Cheat-Seeking Missles

Friday, September 29, 2006

Will Dems Push For Felons On Docks?

You remember how the Dems found their national security voice on the Dubai Ports deal? Suddenly they had a message they could rally around: The need to keep our ports safe.

Lately, Nan Pelosi has been repeating the message as a core campaign theme: Bush hasn't sealed the ports, so let's let the Dems take care of business.

But now that the Dem-backing longshoreman's union has come out against port security, what's Nan & Co to do? Here's the story, from an editorial in today's WSJ:

House and Senate conferees are trying to work out a final port security bill this week, and a provision sponsored by Senator Jim DeMint (R., S.C.) would prohibit dock workers convicted of certain felonies -- including murder, espionage or treason -- from obtaining access to secure areas. Workers convicted of other felonies -- say, extortion, smuggling, bribery, identity fraud or the unlawful possession or distribution of firearms -- would be prevented from getting clearance until seven years after conviction. The Department of Homeland Security has issued a similar regulation, though it isn't final.

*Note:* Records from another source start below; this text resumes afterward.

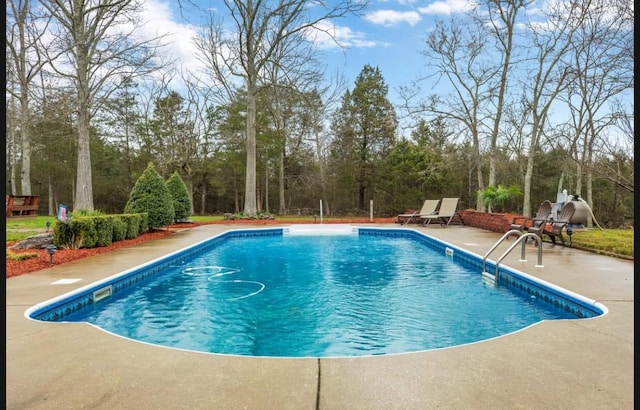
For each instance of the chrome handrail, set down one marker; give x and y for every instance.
(521, 239)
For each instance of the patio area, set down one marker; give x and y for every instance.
(577, 364)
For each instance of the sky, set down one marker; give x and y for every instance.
(389, 35)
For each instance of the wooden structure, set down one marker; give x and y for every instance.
(22, 205)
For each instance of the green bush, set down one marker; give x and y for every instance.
(180, 195)
(104, 229)
(133, 223)
(150, 194)
(119, 228)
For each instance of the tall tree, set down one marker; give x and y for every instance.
(260, 28)
(365, 128)
(601, 72)
(24, 31)
(548, 77)
(100, 50)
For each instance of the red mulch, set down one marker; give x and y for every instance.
(17, 268)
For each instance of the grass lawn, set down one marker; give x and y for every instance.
(605, 241)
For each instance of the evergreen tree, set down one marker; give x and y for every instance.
(150, 194)
(365, 128)
(180, 195)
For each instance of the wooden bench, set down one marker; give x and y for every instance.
(22, 205)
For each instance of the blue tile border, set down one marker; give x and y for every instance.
(56, 309)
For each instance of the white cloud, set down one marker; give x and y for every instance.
(323, 37)
(160, 21)
(393, 18)
(448, 7)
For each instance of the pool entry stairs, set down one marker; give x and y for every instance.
(522, 239)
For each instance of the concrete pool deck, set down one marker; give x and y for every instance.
(576, 364)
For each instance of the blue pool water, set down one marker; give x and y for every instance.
(315, 296)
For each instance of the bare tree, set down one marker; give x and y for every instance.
(24, 31)
(501, 18)
(259, 28)
(601, 72)
(99, 50)
(552, 41)
(459, 53)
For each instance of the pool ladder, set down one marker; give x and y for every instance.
(521, 239)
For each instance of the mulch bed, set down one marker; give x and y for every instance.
(42, 261)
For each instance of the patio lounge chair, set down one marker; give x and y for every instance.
(553, 228)
(446, 213)
(523, 223)
(428, 208)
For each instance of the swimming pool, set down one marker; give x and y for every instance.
(401, 306)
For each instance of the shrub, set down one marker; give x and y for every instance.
(150, 194)
(493, 197)
(119, 229)
(180, 196)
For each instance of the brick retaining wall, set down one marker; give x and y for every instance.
(496, 222)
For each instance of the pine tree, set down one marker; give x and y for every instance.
(180, 196)
(150, 194)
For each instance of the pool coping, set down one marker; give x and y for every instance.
(55, 310)
(574, 364)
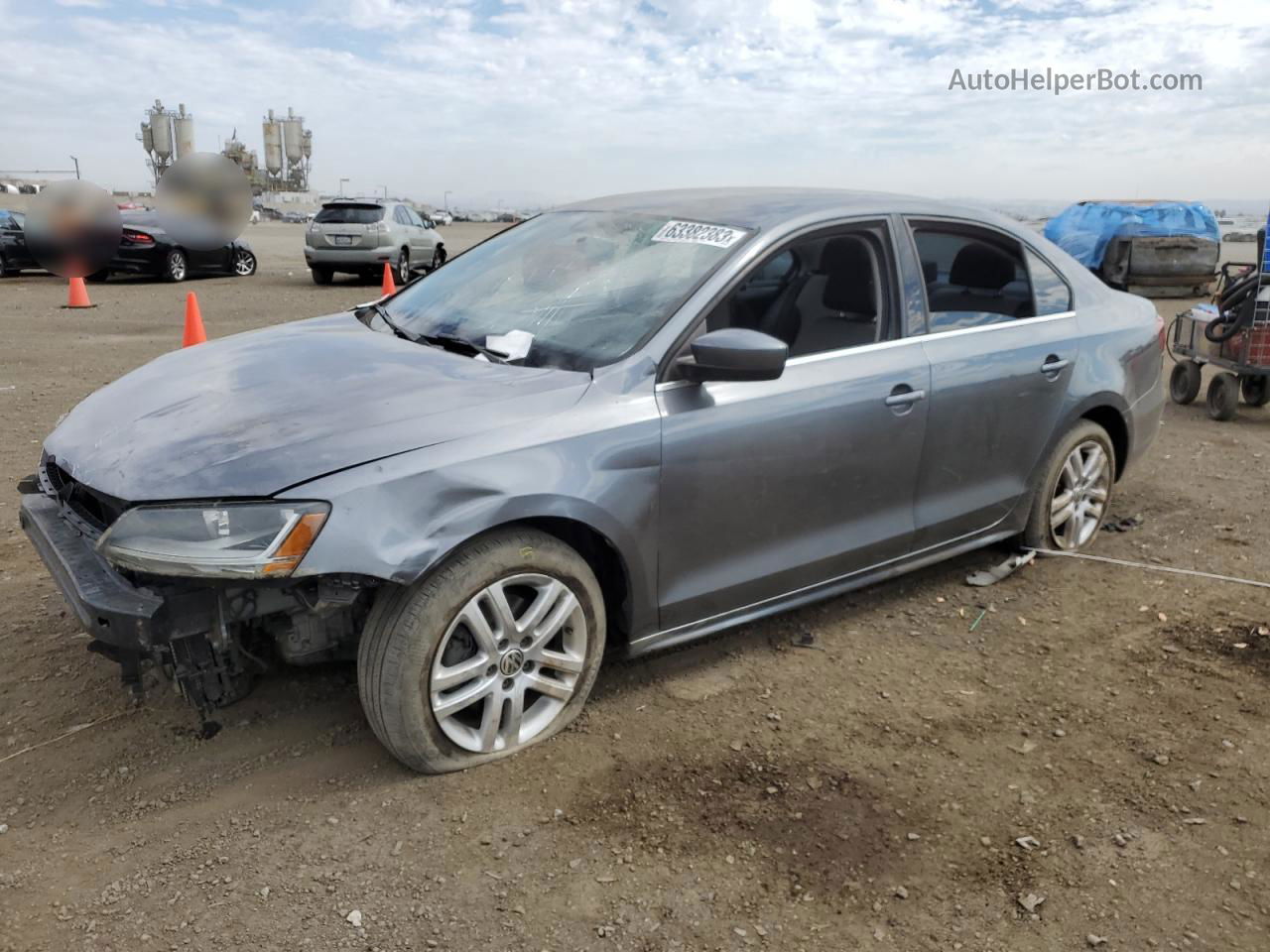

Yet the longshoremen's union -- the same outfit behind the 2002 West Coast port shutdown -- and its labor allies are muscling Congress to strike the DeMint provision. Larry Willis, the general counsel for the Transportation Trades Department at the AFL-CIO, says that the felonious categories that would bar workers are "too broad."

This isn't the sort of Congressional debate that bathes in a media spotlight, so the Dems will probably feel comfortable voting for union money instead of national security. Then they'll have to lie about their position on port security.

That should pose no problem for them, of course.